One night in the summer of 2003, Nathari spent a painful and terrifying night with a “hemiplegic” migraine, which can mirror the symptoms of a stroke. The numbness and pain started in his foot and worked its way all the way up the left side of his body.
The only reason he hadn’t gone to the emergency room immediately (he went the next morning) was because he didn’t want to leave his kids alone at home. But Nathari didn’t want to take any chances the next time. So he talked to his son, who was in middle school at the time. They discussed how his illness might affect their lives, and together, they came up with a backup plan for the next emergency.
“Instead of being scared and confused about why his dad was in the emergency room, he felt informed and empowered to help me — and the rest of the family — manage whatever might come up from this illness,” Nathari says.
That gave Nathari the confidence to use the same approach with his circle of friends and family and, eventually, the congregation at his mosque.
Openness about his condition led to understanding and compassion from so many of the important people in his life. Why should his religious community be any different?
He was right. The community embraced and supported him for speaking up. For months after his talk, people approached Nathari about that moment in the mosque. They told him how much they admired his honesty and courage in talking about his condition. To this day, people tell him stories of their own migraine experiences and those of family members, and even ask for advice.
Making the Most of Good Days
“I try not to let it [the condition] dominate my life,” he tells them. For Nathari, that means putting plans in place that increase his productivity and decrease problems.
For example, on his “good days” — when he doesn’t have a migraine or any warning signs that one is on its way — he works nonstop. “I can get 2 days of work done in one day.”
But if he has a migraine or feels one coming on, he has some rules about what he will and won’t do. And he makes sure people know about them. One simple rule is about driving: On migraine days, he doesn’t do it.
“My migraine can go from 0 to 100 in a matter of a minute,” he says. In the car, that means he may have to pull over immediately. He doesn’t want to put himself or others at risk. And he doesn’t want the complication of having to explain himself.
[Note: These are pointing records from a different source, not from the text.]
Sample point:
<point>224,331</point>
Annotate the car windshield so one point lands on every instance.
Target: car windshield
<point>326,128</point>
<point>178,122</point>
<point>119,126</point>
“It’s going to be hard for me to explain to a police officer that I’m not drunk or otherwise impaired — and as a Black man alone in a car, I simply don’t want to be in that position with law enforcement,” he says.
The Power of Telling Your Story
Nathari is careful to tell people that migraines are as varied as the people who get them. There’s no single strategy that works for everyone. Each person needs to work with their medical team, friends, and family to figure out what’s best for them.
Still, Nathari has realized the power of telling his own story. It gives others the courage to be open about their condition and ask for what they need, he says. That’s why he uses his skills as a communicator to talk about migraine in public forums.
In the migraine community, where advocates are often white, middle-class, and female, Nathari believes he has something unique to offer: “I’m a Black man talking about migraines in the Muslim community — I’m basically a unicorn!”
But he doesn’t speak only in the Muslim community. Now based in Jacksonville, FL, he speaks at conferences, churches, and mosques. He recently gave an interview to the Global Healthy Living Foundation’s Talking Head Pain podcast.
Nathari aims to educate people about what they can do to manage migraine in their lives, especially people in communities not always associated with the condition. He likes to tell people, “Black men have migraines too!” But, he says, this is also true in other minority communities.
He returns to one basic principle for managing the effects of migraines on yourself and those closest to you: communication.
“You have to talk to people. Migraines are an invisible illness,” he says. “Unless you tell people about it, there’s no way for them to know what you’re going through.”